Sensibel hin oder her, die Profiteure der Militarisierung und Macher der Umgestaltung eines Landes schert ihre Haltung wenig. Sensibel und einfühlsam sind weder sie noch die Männer (und Frauen) der Regierung. Sie wissen, dass Deutschland zwei Weltkriege zu verantworten und auch nach dem Ende des Zweiten Weltkrieges den Weg nicht hin zu einem neutralen, friedlichen Land gefunden hat. Wir sind kein Land der guten Nachbarn, wir sind keines der Abrüstung, der Diplomatie. Wir rüsten und giften. Allein – sie ficht es nicht an. Sie feiern sich, sie überhäufen sich mit Preisen, sie verkaufen ihre Politik als alternativlos. Von Berlin bis nach Unterlüß, von Bayern bis ins Vogtland – unsere „Volkswirtschaft“ wird militärisch umgebaut, so zum Treiber der Rüstung, deren Eigentümer gar nicht mehr mit dem Geldzählen hinterherkommen.
Vom Kuchen was abbekommen, während die Zivilgesellschaft vor die Hunde geht
Vor Kurzem habe ich hier auf den NachDenkSeiten darüber geschrieben, wie eine kleine Firma in meiner Heimat „gerettet“ wurde, indem sie von einem in der Rüstung tätigen Unternehmen gekauft wurde. Das wurde sehr gefeiert, die Presse war da, wichtige Leute aus Politik und Gesellschaft. Der Bürgermeister formulierte geradezu episch, dass das eine großer Schritt für die Region sei. Beifall bekam er satt, von Politikern auch aus Land und Bund. Selbst eine ehemalige Abgeordnete einer führenden Volks- und Regierungspartei im Ruhestand ließ es sich nicht nehmen, beim historischen wie zukunftsweisenden Akt vor Ort zu sein.

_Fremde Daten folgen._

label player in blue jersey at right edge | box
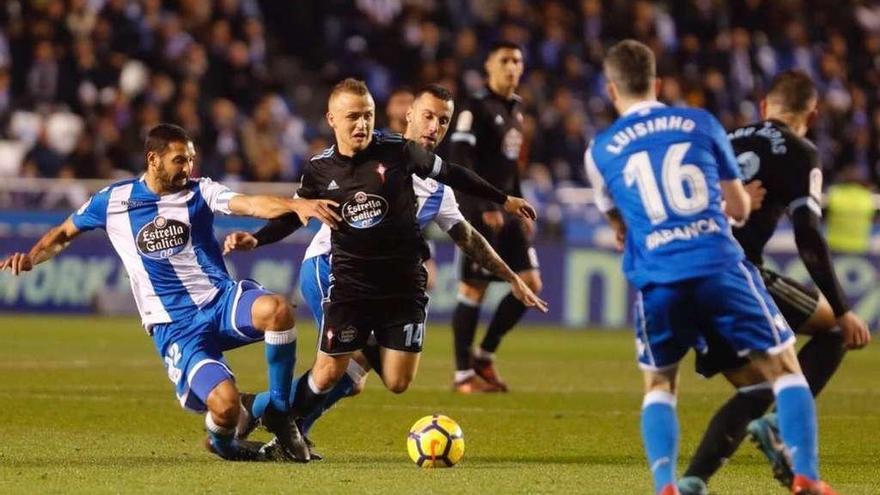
[585,40,833,495]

Gerade war sie ausgezeichnet worden mit einem Preis – für Zivilcourage, also den Mut in der Zivilgesellschaft. Ich erinnere mich an ihre aktive Zeit im Bundestag, an ihr konstantes Abstimmverhalten für eine Politik, die für alles steht, was die Bürger dieses Landes, ihre Wähler, zunehmend ablehnen, weil das Land damit in die Knie geht, den Menschen schadet. Egal, es wurde gelächelt und geklatscht, auf dass die Rüstung sich nach und nach landauf, landab in unsere Republik gräbt. So bleibt es dabei: Der Krieg ist der beste Kaufmann! Er macht aus Eisen Gold … Doch wer braucht solche Kaufleute?
Zu guter Letzt: Armin Papperger und seine Pappenheimer basteln dennoch weiter an ihren Mega-Plänen. Sie können sicher sein, dass dieser Wunderwelt-Traum noch lange währt (der in Wirklichkeit ein Albtraum ist). Dagegen erleben Menschen an der Basis, was es heißt, wenn für sie kein Mega-Plan vorgesehen ist. In einer beschaulichen Stadt meiner Heimat wurde jetzt in einem legendären kommunalen Kulturhaus das letzte Konzert gespielt. Das Haus schließt Ende des Jahres. Das Ehepaar am Frühstückstisch erfuhr auch davon und murmelte: „Von wegen Wunderwelt …“.